Tenías familia, una esposa que te quería y dos hijos aún adolescentes. Y madre, por Dios bendito, que aún tienes madre! A un hombre común la familia le suele aferrar al mundo, le da las suficientes alegrías y preocupaciones como para que se dedique la mayor parte de la vida a ellos, a criarles, educarles, mantenerles, apoyarles, qué se yo. Un hombre de familia, como indudablemente tú eras, no suele abandonarles así sin más, bruscamente, inopinadamente, traumáticamente.

 

También tenías dinero. Ya, ya sé que el dinero no lo es todo, que no da la felicidad, que según dicen los ricos también lloran, que vale, que sí, que muy bien, que de acuerdo.

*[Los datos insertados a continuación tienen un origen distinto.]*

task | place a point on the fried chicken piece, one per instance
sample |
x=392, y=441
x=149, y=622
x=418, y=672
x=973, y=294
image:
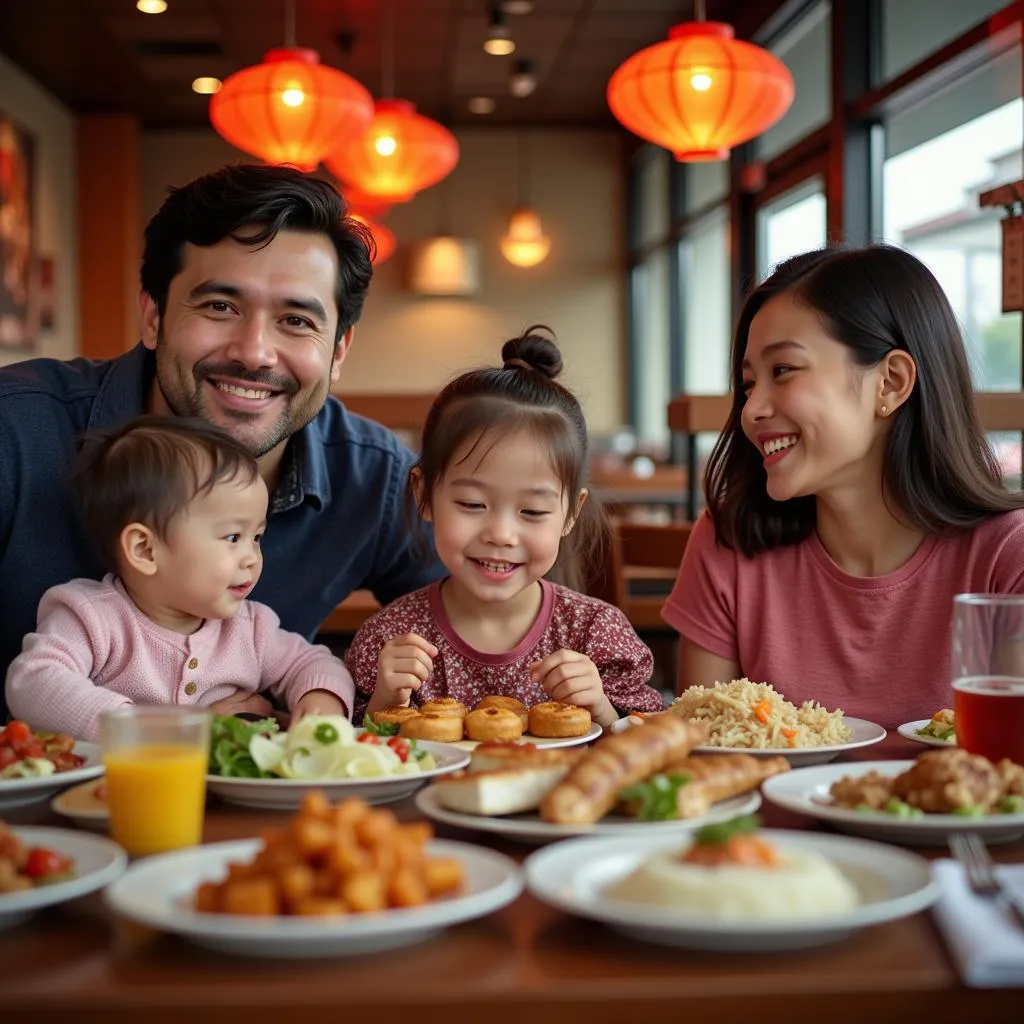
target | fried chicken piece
x=1012, y=776
x=871, y=790
x=944, y=781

Pero las penas con pan son menos, y tú tenías mucho pero que mucho pan, el suficiente para no tener preocupaciones al respecto por el resto de tu previsiblemente larga vida. Tenías una empresa en pleno funcionamiento que daba sus buenos beneficios, y te permitías si no lujos sí buenos caprichos. De hecho, pasabas por ser el más rico del lugar. Y los ricos suelen tener un fuerte instinto posesivo, de conservación de lo suyo. ¿Cómo has podido abandonarlo todo y a todos así sin más? Porque eso es lo que has hecho, abandonar, rendirte, cortar con todo de la manera más radical y abrupta.

 

Ni puedo imaginar lo que pasó por tu cabeza en los instantes anteriores al momento fatídico en que pusiste la soga alrededor de tu cuello, ni quiero elucubrar con lo que debiste sentir cuando te dejaste caer desde la pila de balas de paja a la que te habías subido, y quedaste colgado por el cuello de aquella vieja viga de madera, la viga que tu padre colocó con sus propias manos cuando construyó las cuadras con madera y adobe. No me cabe en la cabeza que lo hicieras a escasos treinta metros de la casa donde tu mujer preparaba la cena, que permitieras que fuera tu propio hijo quien te descubriera, quien presenciara alucinado el macabro espectáculo de tu cuerpo inerte balanceándose suspendido del techo.

 

Me cuentan que un verdadero gentío ha acudido a tu funeral. Que tu familia está rota, ahogada en dolor. Que nadie comprende qué motivos has podido tener para acabar así. Yo tampoco los comprendo. Analizo una y otra vez mis recuerdos de nuestro último encuentro el pasado verano, y no soy capaz de hallar ni una sola pista que me conduzca a lo que sea que ha podido pasarte para acabar así, colgado de una viga con poco más de cuarenta años. Y cuanto más lo pienso más veces me pregunto ¿Por qué lo hiciste?